ライフスタイルというと、マーサ・スチュワートを思い出さずにはいられません。ご存知の方も多いと思いますが、料理、ガーデニング、クラフト、インテリア・デコレーションの分野でつぎつぎと「スタイル」を提案した、ライフスタイル・エキスパートです。一主婦だった彼女が提案するスタイルはアメリカのアッパーミドルクラスを魅了していきました。

1982年に『マーサ・スチュワート・エンターテイニング』という最初の本を出版し、87年にKマートと契約、91年に雑誌、『マーサ・スチュワート・リビング』を創刊、93年に同タイトルのテレビ番組を開始、97年には会社設立にいたります。スタイル提案にとどまらず、ビジネスパーソンとして華麗な経歴を積み上げていきました。

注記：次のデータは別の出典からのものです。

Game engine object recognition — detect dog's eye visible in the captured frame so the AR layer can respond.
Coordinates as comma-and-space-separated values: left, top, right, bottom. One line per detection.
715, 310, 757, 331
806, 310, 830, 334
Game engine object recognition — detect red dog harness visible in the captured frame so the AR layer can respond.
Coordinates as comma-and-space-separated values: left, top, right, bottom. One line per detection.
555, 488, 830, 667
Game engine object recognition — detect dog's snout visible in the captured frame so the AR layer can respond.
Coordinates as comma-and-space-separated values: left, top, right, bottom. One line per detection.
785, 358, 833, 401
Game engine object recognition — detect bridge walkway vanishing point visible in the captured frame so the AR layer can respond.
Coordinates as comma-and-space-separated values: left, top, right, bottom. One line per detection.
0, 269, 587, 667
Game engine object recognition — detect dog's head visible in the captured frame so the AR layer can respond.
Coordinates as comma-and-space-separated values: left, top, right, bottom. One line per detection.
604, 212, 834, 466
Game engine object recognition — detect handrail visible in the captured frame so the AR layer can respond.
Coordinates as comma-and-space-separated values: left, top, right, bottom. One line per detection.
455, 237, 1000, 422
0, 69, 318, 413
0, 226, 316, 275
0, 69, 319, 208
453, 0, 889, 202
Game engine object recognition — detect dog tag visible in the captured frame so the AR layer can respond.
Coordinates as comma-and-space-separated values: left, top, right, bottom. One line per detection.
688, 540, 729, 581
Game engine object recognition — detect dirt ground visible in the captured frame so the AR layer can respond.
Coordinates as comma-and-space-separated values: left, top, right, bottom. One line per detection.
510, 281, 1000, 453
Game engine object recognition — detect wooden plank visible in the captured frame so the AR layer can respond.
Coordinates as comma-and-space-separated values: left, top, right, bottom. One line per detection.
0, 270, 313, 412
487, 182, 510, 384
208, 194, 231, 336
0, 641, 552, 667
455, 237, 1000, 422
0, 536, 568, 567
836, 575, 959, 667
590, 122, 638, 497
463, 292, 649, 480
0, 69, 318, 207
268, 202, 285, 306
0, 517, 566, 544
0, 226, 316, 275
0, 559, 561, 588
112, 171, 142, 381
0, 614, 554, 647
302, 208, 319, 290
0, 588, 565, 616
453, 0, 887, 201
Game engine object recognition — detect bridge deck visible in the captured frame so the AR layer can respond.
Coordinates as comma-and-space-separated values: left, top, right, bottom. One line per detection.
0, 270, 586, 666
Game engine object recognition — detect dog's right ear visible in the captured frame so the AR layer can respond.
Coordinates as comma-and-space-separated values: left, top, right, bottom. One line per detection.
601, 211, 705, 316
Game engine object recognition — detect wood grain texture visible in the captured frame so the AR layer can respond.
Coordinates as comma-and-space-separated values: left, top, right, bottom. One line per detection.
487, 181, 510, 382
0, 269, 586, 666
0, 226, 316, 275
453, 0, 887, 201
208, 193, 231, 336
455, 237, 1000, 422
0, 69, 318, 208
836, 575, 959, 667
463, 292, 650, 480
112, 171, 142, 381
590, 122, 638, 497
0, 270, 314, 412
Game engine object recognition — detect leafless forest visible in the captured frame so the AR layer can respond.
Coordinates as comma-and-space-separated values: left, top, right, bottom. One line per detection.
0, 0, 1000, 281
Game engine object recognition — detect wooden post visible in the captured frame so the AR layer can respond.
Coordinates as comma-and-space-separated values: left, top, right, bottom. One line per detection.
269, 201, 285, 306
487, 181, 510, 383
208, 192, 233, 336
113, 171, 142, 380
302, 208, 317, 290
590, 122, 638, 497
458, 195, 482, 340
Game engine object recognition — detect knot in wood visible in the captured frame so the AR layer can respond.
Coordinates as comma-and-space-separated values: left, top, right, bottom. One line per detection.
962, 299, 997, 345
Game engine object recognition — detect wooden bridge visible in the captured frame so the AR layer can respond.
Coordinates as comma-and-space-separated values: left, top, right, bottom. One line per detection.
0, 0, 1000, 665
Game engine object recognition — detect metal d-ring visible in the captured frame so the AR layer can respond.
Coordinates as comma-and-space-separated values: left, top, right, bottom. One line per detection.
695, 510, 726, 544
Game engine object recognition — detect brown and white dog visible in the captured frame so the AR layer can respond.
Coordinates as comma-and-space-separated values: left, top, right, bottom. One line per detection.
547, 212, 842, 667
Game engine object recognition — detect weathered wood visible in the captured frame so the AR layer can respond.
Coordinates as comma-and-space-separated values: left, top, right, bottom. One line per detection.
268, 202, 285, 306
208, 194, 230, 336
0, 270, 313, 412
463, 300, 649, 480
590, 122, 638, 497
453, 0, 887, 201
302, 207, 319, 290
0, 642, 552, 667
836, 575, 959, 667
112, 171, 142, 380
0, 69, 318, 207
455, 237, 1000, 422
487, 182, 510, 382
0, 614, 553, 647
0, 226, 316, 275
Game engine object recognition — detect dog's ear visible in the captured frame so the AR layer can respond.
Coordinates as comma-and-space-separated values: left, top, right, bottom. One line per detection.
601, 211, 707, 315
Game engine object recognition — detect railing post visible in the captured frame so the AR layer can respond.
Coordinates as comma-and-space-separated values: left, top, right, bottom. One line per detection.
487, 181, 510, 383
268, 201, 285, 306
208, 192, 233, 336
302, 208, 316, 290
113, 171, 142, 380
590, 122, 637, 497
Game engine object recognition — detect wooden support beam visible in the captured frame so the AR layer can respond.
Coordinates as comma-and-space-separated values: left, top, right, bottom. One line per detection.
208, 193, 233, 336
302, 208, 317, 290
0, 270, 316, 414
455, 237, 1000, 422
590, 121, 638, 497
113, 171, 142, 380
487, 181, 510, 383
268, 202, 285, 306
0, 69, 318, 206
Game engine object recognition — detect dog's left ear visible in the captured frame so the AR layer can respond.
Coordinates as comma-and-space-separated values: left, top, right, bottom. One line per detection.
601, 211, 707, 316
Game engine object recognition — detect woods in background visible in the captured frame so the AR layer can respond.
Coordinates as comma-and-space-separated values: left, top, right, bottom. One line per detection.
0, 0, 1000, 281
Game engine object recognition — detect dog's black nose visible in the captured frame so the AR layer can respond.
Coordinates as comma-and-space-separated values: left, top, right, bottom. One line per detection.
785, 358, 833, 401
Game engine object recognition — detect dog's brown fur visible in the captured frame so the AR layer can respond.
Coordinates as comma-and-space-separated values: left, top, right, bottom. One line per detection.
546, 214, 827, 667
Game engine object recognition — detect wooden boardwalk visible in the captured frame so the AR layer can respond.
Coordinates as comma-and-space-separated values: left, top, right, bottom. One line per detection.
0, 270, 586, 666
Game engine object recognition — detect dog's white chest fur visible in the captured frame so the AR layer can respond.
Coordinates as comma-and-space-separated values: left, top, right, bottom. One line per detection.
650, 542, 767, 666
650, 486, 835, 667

しかし、マーサは経済的に豊かとは言いがたいポーランド系移民の家庭に育ち、幸せな家庭生活とも縁遠かったようです。つまり、もともと彼女はスタイルをもっていたわけではなかったのです。だからこそ、かもしれませんが、見聞きした経験を編集し、明確に理想を描き、その理想を形にして表すという行為を信念をもって繰りかえしたのでしょう。そのうちに実際にお金持ちになっていきました。(その後のインサイダー取引による有罪判決とそこから再びビジネス界に返り咲くエネルギーにも並外れたものを感じます。)

彼女はまさに、よりよい生活をバーチャルに思い描くことからスタイルをつくりあげてきたひとです。上昇志向がイメージを呼び、そのイメージが必要とするスタイルの実行によって思い描いたクラス感のある生活を手に入れたのです。もちろん、彼女自身がそれで幸福になったかどうかは別ですが、しかし「幸福そう」に見えたのはたしかなことで、それがマーサのスタイルをまねたい、という消費意識をかき立てたのでしょう。

●幸せの提示ができるか

そう考えると、ライフスタイル提案とは、幸せのパーツを分解してプロダクトとしてラインナップすることで、抽象的な幸せというものの姿を浮かび上がらせことでもあります。プロダクト至上主義は、充実した生活のイメージづくり→構成要素の確定→分解→再構築→イメージ発信→個別のプロダクト消費意欲の喚起、という流れのなかにある、いくつかのプロセスをスキップできる点で、企業の負担を軽くすることになります。

とくに理想のライフスタイル提案をするベースが見つけにくいアジアの国では、この面倒な作業をするよりも、西欧からの借り物の世界観に依拠した戦略の方が効率がいいのです。そういう意味では、プロダクト至上主義とはいうものの、全体の消費のしくみとしては、やはりブランド至上主義、ライフスタイル重視を崩すことに直結しないのではないか。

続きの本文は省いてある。